Part 18: The False Positive Problem

Autonomy exposed a problem I hadn’t fully appreciated: when there’s no human to override a scanner, false positives become functional failures.

In approval mode, if a scanner incorrectly flagged something, I’d see it in the approval view, recognise it as a false positive, and approve anyway. The system was conservative and that was fine because I was the safety valve.

At TL4, there is no safety valve. A false positive means a blocked step means a failed task means the user gets an error message instead of an answer. The security system becomes the thing that stops the system from being useful.

The worst version of this was false positive cascading. Sentinel tracks cumulative risk per session — each flagged item adds to a risk score. If the score exceeds a threshold, the session locks. In approval mode this rarely mattered because I’d clear the flags. Autonomously, false positives accumulated. A few innocent flags would push the session over the threshold, the session would lock, and every subsequent request in that session would be blocked regardless of content.

The fix was risk decay. The cumulative risk score now decays over time — specifically, 1.0 per minute. A session that gets temporarily heated doesn’t stay locked forever.
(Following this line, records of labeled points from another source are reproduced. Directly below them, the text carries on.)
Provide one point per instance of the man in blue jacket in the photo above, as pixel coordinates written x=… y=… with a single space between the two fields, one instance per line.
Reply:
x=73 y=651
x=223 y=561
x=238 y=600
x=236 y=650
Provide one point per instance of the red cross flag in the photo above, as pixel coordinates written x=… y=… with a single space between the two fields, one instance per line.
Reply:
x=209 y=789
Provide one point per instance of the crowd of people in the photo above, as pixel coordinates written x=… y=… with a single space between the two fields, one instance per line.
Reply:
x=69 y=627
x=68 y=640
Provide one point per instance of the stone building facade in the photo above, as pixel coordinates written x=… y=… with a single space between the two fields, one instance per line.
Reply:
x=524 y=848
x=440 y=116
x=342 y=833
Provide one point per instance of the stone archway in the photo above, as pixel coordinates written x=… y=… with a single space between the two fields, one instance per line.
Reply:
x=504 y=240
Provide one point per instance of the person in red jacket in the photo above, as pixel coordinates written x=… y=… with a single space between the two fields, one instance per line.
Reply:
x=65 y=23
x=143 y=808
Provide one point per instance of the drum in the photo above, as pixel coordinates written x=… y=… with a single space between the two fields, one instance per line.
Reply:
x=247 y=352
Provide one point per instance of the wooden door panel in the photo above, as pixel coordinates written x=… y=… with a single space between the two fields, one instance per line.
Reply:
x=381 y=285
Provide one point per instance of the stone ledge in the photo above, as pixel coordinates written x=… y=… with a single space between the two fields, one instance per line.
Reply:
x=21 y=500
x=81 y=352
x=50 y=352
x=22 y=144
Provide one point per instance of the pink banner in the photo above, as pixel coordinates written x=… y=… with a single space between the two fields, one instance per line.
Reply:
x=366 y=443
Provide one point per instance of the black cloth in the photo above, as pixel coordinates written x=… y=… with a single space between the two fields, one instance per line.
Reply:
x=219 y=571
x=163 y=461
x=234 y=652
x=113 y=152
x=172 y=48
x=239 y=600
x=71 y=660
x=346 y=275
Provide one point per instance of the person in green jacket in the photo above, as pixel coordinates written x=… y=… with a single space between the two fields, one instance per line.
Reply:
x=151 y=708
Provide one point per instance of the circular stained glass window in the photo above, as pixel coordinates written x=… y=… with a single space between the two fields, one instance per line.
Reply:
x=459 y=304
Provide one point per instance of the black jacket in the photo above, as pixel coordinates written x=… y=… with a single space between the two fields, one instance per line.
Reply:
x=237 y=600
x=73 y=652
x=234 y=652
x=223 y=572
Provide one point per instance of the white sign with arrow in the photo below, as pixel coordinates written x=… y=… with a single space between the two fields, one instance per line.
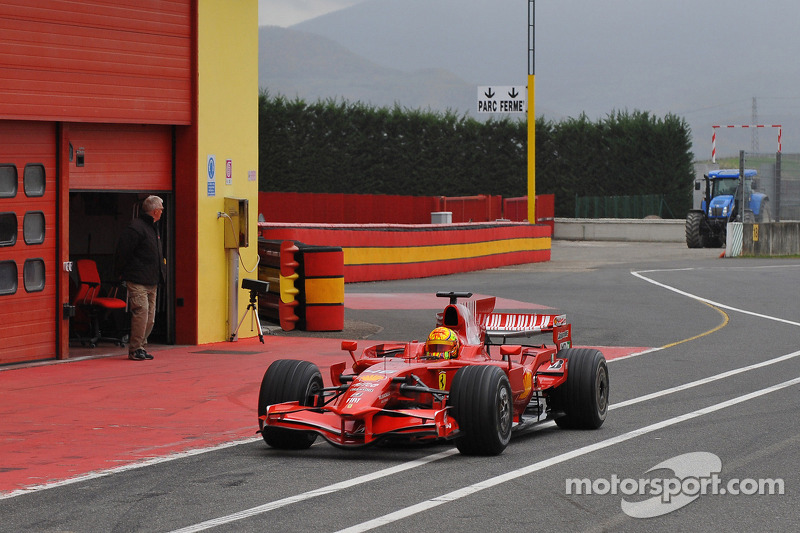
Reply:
x=502 y=99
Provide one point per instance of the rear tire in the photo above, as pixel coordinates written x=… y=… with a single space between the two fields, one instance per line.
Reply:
x=483 y=407
x=583 y=398
x=694 y=230
x=288 y=380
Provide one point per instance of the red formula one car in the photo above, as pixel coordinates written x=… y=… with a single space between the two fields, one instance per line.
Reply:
x=452 y=386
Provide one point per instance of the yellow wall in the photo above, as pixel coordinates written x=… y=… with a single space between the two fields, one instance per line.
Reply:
x=227 y=129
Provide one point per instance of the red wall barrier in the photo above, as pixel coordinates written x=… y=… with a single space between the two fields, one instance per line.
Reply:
x=332 y=208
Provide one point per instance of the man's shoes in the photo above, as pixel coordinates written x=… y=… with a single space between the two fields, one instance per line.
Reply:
x=138 y=355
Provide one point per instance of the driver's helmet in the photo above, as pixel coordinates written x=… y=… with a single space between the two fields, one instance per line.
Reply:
x=442 y=343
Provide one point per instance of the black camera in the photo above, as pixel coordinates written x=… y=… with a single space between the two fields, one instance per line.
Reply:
x=255 y=285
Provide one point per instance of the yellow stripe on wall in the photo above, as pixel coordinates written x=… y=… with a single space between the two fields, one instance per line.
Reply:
x=420 y=254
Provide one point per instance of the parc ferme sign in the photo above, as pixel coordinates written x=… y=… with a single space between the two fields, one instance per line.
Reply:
x=502 y=99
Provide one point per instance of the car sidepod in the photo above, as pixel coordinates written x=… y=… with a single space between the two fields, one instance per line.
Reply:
x=481 y=401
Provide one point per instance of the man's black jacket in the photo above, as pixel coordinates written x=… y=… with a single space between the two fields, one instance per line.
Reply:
x=139 y=257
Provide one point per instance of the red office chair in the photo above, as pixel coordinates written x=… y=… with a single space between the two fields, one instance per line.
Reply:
x=98 y=307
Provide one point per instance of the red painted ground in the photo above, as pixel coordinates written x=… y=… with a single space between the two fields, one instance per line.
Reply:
x=60 y=421
x=420 y=300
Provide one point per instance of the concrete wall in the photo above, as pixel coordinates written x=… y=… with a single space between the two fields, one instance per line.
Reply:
x=776 y=238
x=607 y=229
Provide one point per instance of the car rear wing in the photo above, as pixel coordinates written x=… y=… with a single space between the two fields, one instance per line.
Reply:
x=503 y=326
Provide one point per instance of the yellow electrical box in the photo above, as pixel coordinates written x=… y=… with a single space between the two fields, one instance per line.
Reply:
x=236 y=230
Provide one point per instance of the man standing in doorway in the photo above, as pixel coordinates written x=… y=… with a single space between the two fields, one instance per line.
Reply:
x=140 y=263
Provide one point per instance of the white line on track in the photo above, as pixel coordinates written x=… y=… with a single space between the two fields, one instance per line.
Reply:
x=706 y=300
x=316 y=492
x=435 y=457
x=541 y=465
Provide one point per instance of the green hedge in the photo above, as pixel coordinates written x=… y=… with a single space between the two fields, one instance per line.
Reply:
x=339 y=147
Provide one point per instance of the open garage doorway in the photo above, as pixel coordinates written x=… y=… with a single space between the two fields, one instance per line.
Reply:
x=96 y=219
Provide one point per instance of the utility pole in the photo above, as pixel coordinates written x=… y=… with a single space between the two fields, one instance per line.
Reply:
x=531 y=114
x=754 y=132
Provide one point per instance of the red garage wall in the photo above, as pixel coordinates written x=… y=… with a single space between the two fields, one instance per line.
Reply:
x=28 y=320
x=96 y=61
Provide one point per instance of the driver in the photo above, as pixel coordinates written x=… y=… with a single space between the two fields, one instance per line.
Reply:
x=442 y=343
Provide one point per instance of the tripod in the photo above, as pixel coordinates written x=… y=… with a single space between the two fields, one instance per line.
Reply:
x=251 y=308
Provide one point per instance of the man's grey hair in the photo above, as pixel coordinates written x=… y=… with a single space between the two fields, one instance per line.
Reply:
x=151 y=203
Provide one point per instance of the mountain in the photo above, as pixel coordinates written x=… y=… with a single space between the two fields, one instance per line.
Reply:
x=711 y=62
x=301 y=64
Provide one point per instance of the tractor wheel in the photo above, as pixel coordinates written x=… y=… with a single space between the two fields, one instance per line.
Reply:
x=694 y=230
x=583 y=398
x=764 y=214
x=288 y=380
x=482 y=405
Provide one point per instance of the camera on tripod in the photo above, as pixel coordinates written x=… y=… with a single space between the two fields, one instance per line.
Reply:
x=255 y=285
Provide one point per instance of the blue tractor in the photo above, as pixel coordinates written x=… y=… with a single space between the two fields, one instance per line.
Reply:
x=722 y=203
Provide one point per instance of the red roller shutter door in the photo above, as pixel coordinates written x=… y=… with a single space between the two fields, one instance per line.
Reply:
x=121 y=157
x=28 y=270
Combined with an auto-unlock timeout that clears stale conversation turns (preventing the system from re-triggering on old history), it means false positives are annoying but no longer permanently crippling.

Getting this balance right — aggressive enough to catch real attacks, forgiving enough to recover from false alarms — is probably the ongoing challenge of the project. It’s easy to build a system that blocks everything. The hard part is blocking only the right things.